The 2008 Heller ruling made clear that the 2nd amendment is a political right, an empowerment of
the people, for personal defense and as the ultimate balance to the government's power. Anti-gun writers, particularly Josh Horwitz, try to turn this simple historical fact around, and pontificate that anyone who believes in a right of revolution supports
cop killers,
crazies who shoot up city council sessions, and
the murderer who attacked the holocaust museum. But if this is valid it must go both ways; if the 2nd amendment was written to protect the right of the people to rebel against government, and rightfully protects the vicious murderers they have listed, then it puts our own national founding fathers, who wrote this amendment to defend the right of future generations to armed "insurrection," in the same category as these murderers.
But the way the anti-gun groups try to twist the political intention of the RKBA takes them to about as low of a depth of rationality as it's possible to descend to without physical brain damage.
The
Declaration of Independence, still a legal founding document of the US used in court cases, quite clearly states that the founding fathers considered the right to revolution a natural right:
That to secure these rights, Governments are instituted among Men, deriving their just powers from the consent of the governed, That whenever any Form of Government becomes destructive of these ends, it is the Right of the People to alter or to abolish it, and to institute new Government, laying its foundation on such principles and organizing its powers in such form, as to them shall seem most likely to effect their Safety and Happiness.
But just as important is the fact that the "right of revolution" is not a step to be taken lightly or at the first offense:
Prudence, indeed, will dictate that Governments long established should not be changed for light and transient causes; and accordingly all experience hath shewn, that mankind are more disposed to suffer, while evils are sufferable, than to right themselves by abolishing the forms to which they are accustomed. But when a long train of abuses and usurpations, pursuing invariably the same Object evinces a design to reduce them under absolute Despotism, it is their right, it is their duty, to throw off such Government, and to provide new Guards for their future security.

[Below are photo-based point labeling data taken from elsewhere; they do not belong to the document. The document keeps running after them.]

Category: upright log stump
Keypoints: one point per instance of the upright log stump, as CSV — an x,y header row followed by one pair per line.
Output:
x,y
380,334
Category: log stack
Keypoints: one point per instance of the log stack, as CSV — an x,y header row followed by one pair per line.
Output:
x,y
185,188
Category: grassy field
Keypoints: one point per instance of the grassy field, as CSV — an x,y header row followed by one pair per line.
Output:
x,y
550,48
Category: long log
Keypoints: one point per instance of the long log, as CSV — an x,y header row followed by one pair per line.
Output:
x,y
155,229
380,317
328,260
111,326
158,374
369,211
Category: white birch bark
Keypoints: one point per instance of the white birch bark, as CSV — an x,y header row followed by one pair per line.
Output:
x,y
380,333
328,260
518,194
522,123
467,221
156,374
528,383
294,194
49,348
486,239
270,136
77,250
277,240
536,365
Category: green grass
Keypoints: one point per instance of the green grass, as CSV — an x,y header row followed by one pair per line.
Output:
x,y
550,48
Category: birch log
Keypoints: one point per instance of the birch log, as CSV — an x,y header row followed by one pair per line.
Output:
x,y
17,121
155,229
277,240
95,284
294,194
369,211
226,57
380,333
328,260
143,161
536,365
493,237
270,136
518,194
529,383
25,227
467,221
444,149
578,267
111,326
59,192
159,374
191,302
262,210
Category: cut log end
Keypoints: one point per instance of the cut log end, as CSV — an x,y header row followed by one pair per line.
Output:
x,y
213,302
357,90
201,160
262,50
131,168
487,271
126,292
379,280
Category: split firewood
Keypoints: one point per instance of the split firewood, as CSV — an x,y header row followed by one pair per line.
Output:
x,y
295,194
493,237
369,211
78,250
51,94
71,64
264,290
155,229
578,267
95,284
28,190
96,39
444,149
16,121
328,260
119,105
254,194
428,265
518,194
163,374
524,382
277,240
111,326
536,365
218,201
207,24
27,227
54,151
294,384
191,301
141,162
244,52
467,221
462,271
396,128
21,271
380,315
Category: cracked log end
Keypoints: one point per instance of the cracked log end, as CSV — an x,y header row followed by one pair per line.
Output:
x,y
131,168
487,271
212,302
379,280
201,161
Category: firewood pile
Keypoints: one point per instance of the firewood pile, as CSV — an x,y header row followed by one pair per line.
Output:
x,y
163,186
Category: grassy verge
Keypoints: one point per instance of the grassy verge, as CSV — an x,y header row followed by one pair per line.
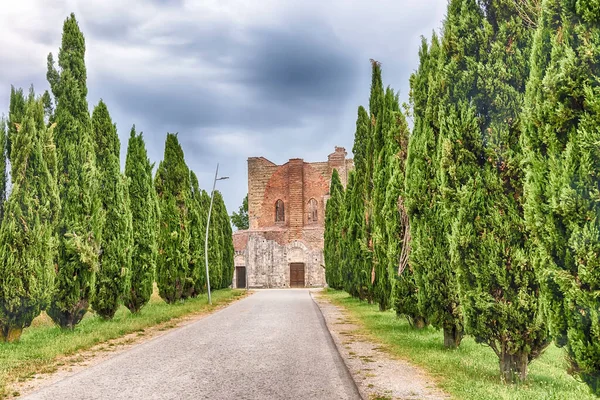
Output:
x,y
43,342
470,372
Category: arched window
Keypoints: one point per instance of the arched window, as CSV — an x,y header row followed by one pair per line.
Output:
x,y
279,212
313,216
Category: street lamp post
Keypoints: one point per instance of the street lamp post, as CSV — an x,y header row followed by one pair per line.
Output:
x,y
207,226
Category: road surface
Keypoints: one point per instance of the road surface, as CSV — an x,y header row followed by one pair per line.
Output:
x,y
271,345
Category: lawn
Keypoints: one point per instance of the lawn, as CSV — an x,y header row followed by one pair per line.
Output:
x,y
43,342
469,372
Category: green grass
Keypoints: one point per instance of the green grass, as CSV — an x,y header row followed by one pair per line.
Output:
x,y
469,372
43,342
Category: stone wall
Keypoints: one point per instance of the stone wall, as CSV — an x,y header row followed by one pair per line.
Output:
x,y
268,247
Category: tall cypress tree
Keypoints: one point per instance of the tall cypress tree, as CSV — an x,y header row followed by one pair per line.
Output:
x,y
80,217
3,171
116,244
144,213
16,113
388,224
196,276
560,140
172,184
226,236
215,257
420,191
27,232
333,232
489,244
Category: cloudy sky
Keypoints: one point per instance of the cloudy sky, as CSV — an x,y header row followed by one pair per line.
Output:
x,y
235,78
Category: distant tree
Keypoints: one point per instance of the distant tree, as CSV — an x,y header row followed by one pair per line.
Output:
x,y
489,245
240,218
144,211
223,226
27,240
215,256
196,281
80,219
3,166
562,159
333,233
16,113
172,184
116,244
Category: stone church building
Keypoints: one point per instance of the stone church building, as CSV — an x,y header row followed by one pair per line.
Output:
x,y
283,246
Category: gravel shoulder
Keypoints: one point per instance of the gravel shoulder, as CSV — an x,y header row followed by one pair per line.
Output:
x,y
378,375
271,345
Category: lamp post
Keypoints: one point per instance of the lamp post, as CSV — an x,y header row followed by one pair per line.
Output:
x,y
207,226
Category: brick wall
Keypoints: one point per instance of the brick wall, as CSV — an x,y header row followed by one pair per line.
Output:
x,y
268,247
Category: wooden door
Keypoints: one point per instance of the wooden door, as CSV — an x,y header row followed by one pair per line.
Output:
x,y
240,277
297,275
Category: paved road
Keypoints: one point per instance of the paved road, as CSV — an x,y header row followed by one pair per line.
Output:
x,y
271,345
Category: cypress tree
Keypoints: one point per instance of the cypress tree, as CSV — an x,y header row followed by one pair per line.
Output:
x,y
489,244
144,213
215,258
196,275
358,252
3,171
79,222
560,139
27,231
227,250
388,225
115,247
172,184
16,113
348,273
429,284
333,232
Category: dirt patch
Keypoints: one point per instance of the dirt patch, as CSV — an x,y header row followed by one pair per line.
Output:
x,y
66,366
377,373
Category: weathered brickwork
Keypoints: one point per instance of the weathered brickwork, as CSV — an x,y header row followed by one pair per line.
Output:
x,y
269,247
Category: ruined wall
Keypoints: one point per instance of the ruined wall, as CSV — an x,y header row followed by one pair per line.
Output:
x,y
268,247
268,263
260,171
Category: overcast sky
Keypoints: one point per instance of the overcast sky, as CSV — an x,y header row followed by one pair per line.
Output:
x,y
235,78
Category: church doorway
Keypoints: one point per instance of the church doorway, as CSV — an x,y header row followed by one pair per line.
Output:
x,y
297,275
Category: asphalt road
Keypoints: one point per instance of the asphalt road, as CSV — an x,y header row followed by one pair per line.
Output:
x,y
271,345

That is the context of the "right of revolution" that the 2nd amendment supports. Not a right to shoot police officers because you're afraid there might be a restrictive gun ban, not even a right to shoot government agents serving
improperly obtained warrants (though of course those shootings didn't make right the events that happened afterward). But the right of the general populace, when all other means have been exhausted, to use violence against violence when the government has turned tyrannical. Or, as Thomas Jefferson so poetically stated it, "
The tree of liberty must be refreshed from time to time with the blood of patriots and tyrants.The cycle of the revolutionary war was, in essence:
1. The government (England) began implementing policies the people felt offensive.
2. The people complained about the policies.
3. When the government refused to respond, massive protests began.
4. When the government began cracking down and seizing weapons, limited violence began, mostly notably at Lexington/Concord (NOTE: This is why people who study history are afraid of gun bans -- they
often precede organized violence/persecution).
5. The colonials again made an appeal, this time directly to the King, while only limited violence continued.
6. The appeal to the king rejected, the colonials declared war and wrote the aforementioned declaration of independence - one of the greatest documents of human liberty and history.
The above did not begin and start with:
1. Man gets angry about parking tickets, shoots up city council meeting, murders several people.
Some anti-gun writers twist this logic to even
more outrageous lengths:
This view allows the Second Amendment to trump the First, Fifth and Fourteenth; after all, I may have to shoot you because you are protecting some speech that offends me, or because I don't agree with the procedural due process you have granted someone else, or I don't believe in equality and integration. And in each case, the soothing Second Amendment stands in the wings, crooning that I did the right thing.
Wow. So this person believes that if a RKBA exists, it inherently means you can shoot first for any reason. But the RKBA is about the defense of one's own life and taking responsibility for one's own future, the not right to kill to supress other people's rights. Duh.
Thankfully this madness about the 2nd amendment is limited to anti-gun people and a few other crazies, who would be crazy and dangerous with or without a 2nd amendment. The real protection of the 2nd amendment is for the rest of us, who know that while an American government turned into a tyranical, repressive dictatorship is unthinkable and virtually impossible ... when it comes to humans and positions of power, NOTHING is completely impossible.